Advance on Wall: The "Wall" is a track on which each player has a turn order marker. It works a lot like the People track in In the Year of the Dragon or the Popularity track in Ground Floor. Furthest down the track goes first, and turns proceed in order down the track. If multiple markers are stacked on the same space, then the one on top goes before the one below it. It costs 1 cube (any type) to advance 1 space on this track, and 2 cubes to advance each additional space, so if you want to go first, you can spend some of your cubes to do so.

Advance your boat: You can spend as many cubes as you like to advance your boat that number of spaces. There are specific routes printed on the board going between 6 different islands. Each island demands one of the types of Goods, and will pay 5 Prestige for the first, 3 Prestige for the 2nd, and 2 Prestige for the third good delivered. It's possible to score multiples of these at once if you arrive at the island in possession of multiple goods.

At the end of the turn, any cubes you have leftover are discarded, so if nothing else you end up using them to move your boat or advance along the Wall.

That's it - once each player has taken their turn, you move to the next round... reveal new cards and start the whole shebang again. Near the end of the game, when there are fewer than 6 turns remaining, die values which are too big to be realized anymore are treated as if they rolled 1.

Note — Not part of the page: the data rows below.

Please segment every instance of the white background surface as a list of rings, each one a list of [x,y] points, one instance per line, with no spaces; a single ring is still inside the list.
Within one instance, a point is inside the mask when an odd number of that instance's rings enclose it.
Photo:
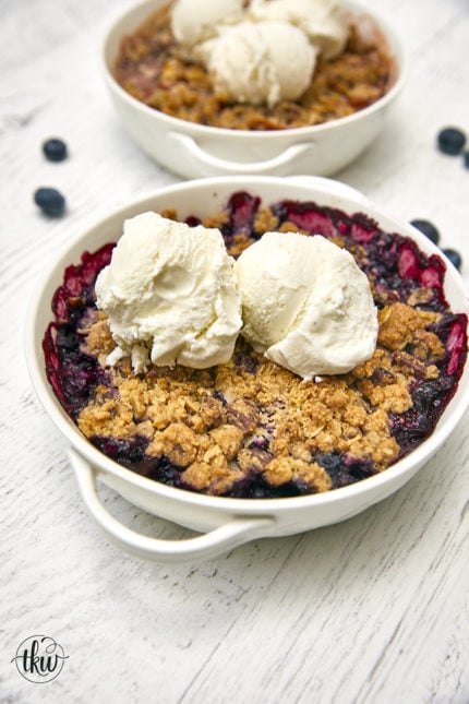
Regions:
[[[178,179],[113,115],[97,47],[124,0],[0,0],[0,702],[469,701],[469,417],[389,500],[340,525],[260,540],[200,564],[159,565],[110,546],[85,513],[64,444],[23,358],[34,286],[60,248],[107,211]],[[467,0],[371,2],[401,34],[408,83],[382,136],[338,178],[459,249],[469,281],[469,170],[435,148],[469,133]],[[70,158],[44,159],[48,136]],[[63,218],[33,202],[68,199]],[[104,491],[128,525],[187,532]],[[69,659],[24,680],[20,643],[51,635]]]

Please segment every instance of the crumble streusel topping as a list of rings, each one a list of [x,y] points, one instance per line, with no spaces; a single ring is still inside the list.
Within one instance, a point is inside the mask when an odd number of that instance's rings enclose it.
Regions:
[[[177,213],[166,211],[166,217]],[[188,222],[201,222],[195,216]],[[202,222],[236,256],[266,230],[320,232],[346,247],[378,307],[376,349],[342,375],[303,381],[240,337],[229,362],[132,371],[113,367],[94,281],[112,246],[70,266],[44,339],[47,373],[81,431],[117,462],[158,481],[217,496],[327,491],[385,470],[433,430],[456,390],[467,319],[443,295],[444,264],[363,215],[234,193]]]
[[[310,87],[297,102],[236,104],[216,94],[207,70],[187,58],[175,40],[171,4],[123,37],[115,65],[118,83],[134,98],[171,117],[233,130],[281,130],[347,117],[378,100],[390,87],[394,61],[382,36],[364,37],[351,21],[345,51],[320,59]],[[377,34],[377,33],[376,33]]]

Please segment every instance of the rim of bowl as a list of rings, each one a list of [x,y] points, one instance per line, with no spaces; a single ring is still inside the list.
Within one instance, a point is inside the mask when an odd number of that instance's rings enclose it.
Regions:
[[[141,100],[137,100],[132,95],[130,95],[130,93],[124,91],[115,79],[112,69],[109,65],[110,62],[108,62],[107,60],[108,45],[110,44],[111,40],[115,40],[117,26],[121,22],[123,22],[124,20],[132,19],[134,14],[140,13],[145,7],[148,8],[148,13],[151,13],[152,9],[156,10],[158,7],[161,7],[169,2],[170,0],[143,0],[142,2],[135,5],[132,5],[131,8],[128,8],[124,12],[118,13],[112,20],[112,22],[110,23],[109,27],[105,32],[104,38],[101,39],[100,51],[99,51],[99,63],[100,63],[101,72],[105,76],[105,81],[111,92],[113,92],[121,100],[124,100],[130,107],[141,111],[143,115],[154,116],[155,119],[166,122],[168,127],[171,127],[172,129],[179,127],[184,132],[189,130],[190,132],[200,136],[204,136],[204,135],[214,136],[216,134],[216,135],[219,135],[220,138],[223,136],[223,138],[229,139],[229,138],[236,138],[236,135],[239,135],[240,139],[242,138],[244,140],[275,140],[280,138],[287,138],[288,135],[291,135],[293,138],[298,135],[310,135],[310,134],[314,135],[320,132],[328,132],[329,130],[334,130],[338,126],[346,126],[346,124],[356,122],[358,120],[362,120],[363,118],[365,118],[366,116],[373,112],[381,111],[398,96],[398,94],[401,92],[406,83],[407,73],[408,73],[407,52],[396,31],[390,26],[387,20],[385,20],[378,12],[376,12],[374,8],[371,10],[369,7],[364,5],[362,2],[357,0],[344,0],[344,7],[346,9],[352,12],[356,12],[358,14],[364,14],[365,16],[371,17],[376,23],[376,26],[385,37],[392,50],[392,55],[397,64],[397,70],[396,70],[397,75],[393,84],[389,86],[388,91],[386,91],[386,93],[381,98],[378,98],[375,103],[373,103],[372,105],[369,105],[368,107],[361,110],[358,110],[357,112],[353,112],[352,115],[348,115],[341,118],[336,118],[334,120],[330,120],[329,122],[320,122],[318,124],[311,124],[311,126],[298,127],[298,128],[288,128],[284,130],[268,130],[268,131],[267,130],[255,130],[255,131],[254,130],[234,130],[229,128],[212,127],[207,124],[200,124],[199,122],[191,122],[190,120],[183,120],[178,117],[172,117],[170,115],[167,115],[166,112],[163,112],[161,110],[158,110],[156,108],[149,107],[148,105],[145,105]],[[137,26],[142,24],[143,21],[144,20],[142,20],[137,24]],[[119,38],[122,38],[124,34],[120,34]],[[113,57],[113,59],[115,58],[116,57]]]
[[[296,179],[298,179],[298,177],[296,177]],[[334,180],[322,178],[321,181],[325,181],[325,183],[321,186],[314,186],[314,190],[321,191],[327,196],[333,195],[334,198],[337,198],[337,192],[328,190],[327,188],[327,181],[334,182]],[[99,452],[99,450],[97,450],[81,433],[77,426],[75,426],[73,420],[68,416],[67,411],[63,409],[59,399],[56,397],[52,387],[50,386],[46,378],[44,357],[41,354],[41,341],[44,338],[45,330],[39,330],[38,327],[39,313],[43,310],[43,307],[45,305],[48,305],[50,310],[50,297],[48,299],[45,299],[45,296],[47,288],[50,287],[53,278],[57,279],[56,270],[61,266],[62,269],[60,270],[60,272],[62,274],[64,269],[63,260],[68,261],[68,264],[73,263],[72,261],[70,261],[70,259],[68,260],[68,255],[71,250],[74,249],[81,240],[86,238],[86,236],[88,236],[92,230],[104,226],[109,220],[121,218],[123,213],[128,208],[139,207],[140,204],[144,206],[144,204],[152,199],[170,195],[171,193],[177,191],[195,190],[197,188],[206,189],[207,191],[209,191],[211,189],[220,186],[220,183],[226,186],[232,184],[233,188],[243,184],[244,188],[255,189],[257,184],[285,184],[285,179],[275,176],[253,176],[248,178],[239,176],[207,177],[156,189],[147,193],[145,196],[129,201],[125,205],[116,208],[111,213],[108,213],[106,216],[101,216],[95,219],[58,253],[52,264],[48,267],[47,272],[43,274],[40,281],[35,286],[26,314],[24,339],[25,355],[33,387],[35,389],[35,392],[41,405],[46,409],[56,427],[62,432],[62,434],[65,435],[72,446],[76,448],[81,452],[81,454],[91,462],[93,467],[98,469],[98,472],[100,470],[101,473],[117,476],[128,484],[144,489],[145,491],[149,491],[151,493],[166,497],[173,501],[176,500],[178,502],[191,503],[200,508],[234,511],[238,514],[244,515],[265,515],[266,512],[277,513],[279,511],[281,512],[281,510],[290,511],[297,508],[297,505],[298,508],[304,509],[306,505],[309,508],[313,508],[316,504],[324,505],[327,503],[339,503],[340,501],[348,500],[352,497],[359,497],[360,494],[366,494],[369,492],[371,493],[373,490],[377,490],[380,487],[392,484],[393,480],[397,480],[402,475],[410,473],[410,470],[414,469],[416,466],[417,468],[419,468],[420,466],[425,464],[430,460],[432,454],[440,450],[443,443],[447,441],[447,439],[456,428],[457,423],[469,406],[469,394],[462,395],[457,391],[456,394],[458,397],[455,398],[455,396],[453,396],[450,398],[443,416],[440,418],[432,434],[408,455],[406,455],[401,460],[398,460],[395,464],[390,465],[382,473],[373,475],[365,479],[360,479],[354,484],[339,487],[337,489],[333,489],[323,493],[275,499],[242,499],[207,496],[192,492],[185,489],[169,487],[154,479],[144,477],[118,464],[113,460]],[[305,186],[308,187],[308,180],[305,180]],[[344,199],[346,198],[350,201],[353,200],[352,195],[344,196]],[[378,217],[382,216],[392,222],[396,226],[396,231],[413,239],[424,253],[438,254],[441,259],[443,259],[447,264],[446,277],[450,277],[452,285],[455,286],[458,295],[460,295],[461,297],[461,300],[465,301],[462,310],[457,312],[462,312],[469,315],[469,300],[464,282],[460,278],[459,273],[454,269],[454,266],[445,258],[442,251],[435,244],[433,244],[433,242],[428,240],[428,238],[425,238],[423,234],[419,232],[419,230],[417,230],[410,224],[399,220],[398,218],[388,214],[385,210],[375,205],[375,203],[372,201],[368,201],[366,203],[365,199],[363,199],[362,201],[357,199],[356,205],[360,211],[364,211],[370,217],[378,219]],[[337,205],[337,207],[340,206]],[[60,283],[56,281],[55,287],[57,288],[58,285],[60,285]],[[444,288],[446,289],[446,281]],[[51,321],[51,319],[52,317],[50,314],[49,320]],[[469,359],[466,359],[465,367],[459,379],[458,390],[462,382],[469,384]]]

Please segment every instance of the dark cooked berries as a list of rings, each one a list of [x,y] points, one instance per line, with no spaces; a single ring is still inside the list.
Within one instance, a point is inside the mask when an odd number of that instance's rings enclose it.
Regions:
[[[447,127],[438,132],[436,142],[443,154],[460,154],[466,144],[466,134],[455,127]]]
[[[443,254],[445,254],[445,256],[447,256],[453,266],[455,266],[459,271],[462,264],[462,258],[459,252],[457,252],[455,249],[443,249],[442,252]]]
[[[423,232],[425,237],[428,237],[434,244],[437,244],[440,242],[440,232],[436,229],[436,227],[431,223],[430,220],[411,220],[410,223],[416,227],[418,230]]]
[[[47,140],[43,144],[43,152],[49,162],[63,162],[68,156],[67,144],[58,138]]]
[[[65,199],[55,188],[38,188],[34,194],[34,202],[43,213],[57,217],[65,210]]]

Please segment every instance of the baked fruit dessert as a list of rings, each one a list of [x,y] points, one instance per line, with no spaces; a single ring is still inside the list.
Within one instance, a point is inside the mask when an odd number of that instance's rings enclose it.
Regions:
[[[175,0],[123,37],[113,69],[166,115],[262,131],[352,115],[396,72],[380,28],[336,0]]]
[[[178,219],[176,212],[160,215]],[[43,347],[57,397],[104,454],[189,491],[279,498],[384,472],[432,433],[467,357],[467,318],[445,300],[438,255],[363,214],[314,202],[266,204],[241,191],[220,212],[203,222],[194,213],[187,224],[218,228],[237,263],[267,231],[321,235],[349,252],[376,307],[375,347],[345,373],[311,379],[256,351],[243,334],[227,343],[226,361],[201,369],[154,363],[124,348],[116,354],[96,281],[117,248],[84,252],[53,296]],[[172,260],[171,267],[180,276]]]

I found the game fun and interesting, though frankly I was a bit put off by the lack of ability to plan. Short term planning is sketchy because you don't know what will be rolled and therefore have no idea what cubes you'll have access to (or when) as you draft your card for the round. Long term planning is also sketchy because while you know a couple of the cards that will come out down the road, you will likely prefer different ones when the time comes, so you have little to base your choice on what larger quantities of cubes to take. Don't get me wrong, I don't think the game needs to have perfect information or the ability to know exactly which cubes you'll need 7 turns down the road, but I do think it would be if you could plan a little better.

When it comes to this lack of ability to plan I think the culprit is the fact that all of your cubes spoil at the end of the turn. I think it's neat how the game encourages you to get cubes each round, and encourages you to use them all up, but I definitely think the ability to store at least SOME cubes would help a lot. Suppose for example each player started the game with a Warehouse building, which allowed them to store 1 cube of any type. There could also be Warehouse cards that would come up who's effect would be to allow a player to carry over 1 cube of a particular type to the next round. I would like that a lot better than the actual rules under which you cannot save any cubes from turn to turn. I wouldn't mind trying a variant of the game in which the cards that allow you to sell a Cube for a Gold also acted as those Warehouses, either in addition to selling a cube, or instead of (i.e. tap the card to sell a cube for 1 GC OR tap it to hold a cube for next round).

When setting up the game, Wystan forced the 'random' setup of the goods tiles such that exactly 3 of the Joker goods were located on city spaces costing 1, so that each of us could get 1. He cited previous games where those tiles happened to end up on the more expensive spaces which turned out to be annoyingly slow and had players complaining. I have not played in such a game, but if that's the case I'd wonder why each player doesn't simply start with a Joker tile, and maybe have the City spaces cost 2/3/3/4 rather than 1/2/3/4. That's just a thought off the top of my head though. It does seem like an advantage to go first if there were, say, only 1 Joker on a 1-cost City space.

Overall I think Macao is an interesting little game, and I can see myself playing it a few more times, but ultimately I'd like it better if you could save a few cubes and/or plan a little better.